Mercenaries always want one share of profits, and specialists always want two. They always want the same sign on bonus. They will never, ever-no-matter-what carry any of your gear, because they have their own undefined gear to carry. They will also never speak or make decisions, except I suppose to agree to come with you, accept payment, and deny helping you out in any other capacity beyond fighting or using their one skill.

In a board game I could accept sometimes bizarre rules and limitations, perhaps due to something resembling game balance, or because unlike a real roleplaying game the rules cannot account for (or permit) every single little thing a player might wish to do.

Like how in Zombicide if you use ranged weapons against a zone with characters and zombies, barring a special ability you must always target people first. But I can't see the logic or purpose of flat out stating that hirelings will never carry anything for you. Does it "break" anything? Even if they don't have anything? What if you pay them extra? What if doing so ensures their survival?

Anyway, if you die from getting injured or just being too tired, you choose a hireling, roll stats (meaning he could end up with wildly different capabilities), spend 100 gold that you may or may not have, and it's gear that the hireling magically had the entire time. Oh, and now the (former) hireling will suddenly speak and carry stuff for other characters.

(You can instead use a "dungeon denizen" as a new character, but for some reason only if there aren't any hirelings left.)

For leveling up, as long as you have a tally by a stat, you can spend Fate points equal to the difference of tallies and the stat's value. So, get at least one tally and then you can pay to level up. Or rather, buy a bunch of stuff (just pass the Fate Sock around), then spend all the luck you got for being so "bold and interesting". You can also add more Aspects and redo an existing one. Much better than developing your character through organic play.

The last part is a page that explains very roughly how to convert things from other games to this shit heap, but why bother? There is nothing DD does better or even more interesting than any official edition or clone, and there's nothing worth lifting and using elsewhere: about a quarter are terrible mechanics copied from other games, and whatever Taylor came up with to fill in the gaps is even worse.

You'd think he could have at least put in equipment and some monsters. After all he's already copied so much.

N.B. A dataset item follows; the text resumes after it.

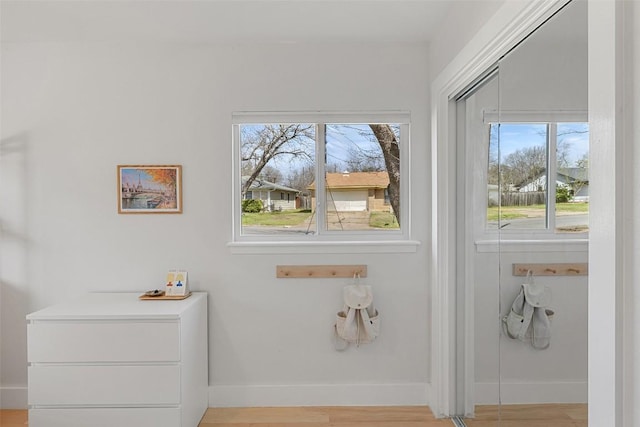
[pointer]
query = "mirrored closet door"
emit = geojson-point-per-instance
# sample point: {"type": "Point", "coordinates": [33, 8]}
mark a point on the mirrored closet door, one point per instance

Or even filled in some of the white space with more creative commons art. It's a truly pathetic second-draft vanity project, crudely cobbled by a conceited hack pretending to be (among other things) a game designer without any real passion or talent, who thinks having his name on itch.io is some sort of meaningful achievement.

Dungeons & Delvers on the other hand is made by actual gamers that actually give a fuck. It's an entire ruleset that doesn't shortchange you on content under the pretense of being "hyper-focused" (or "simple", or rules-lite). You also don't need to reference another game in order to use it.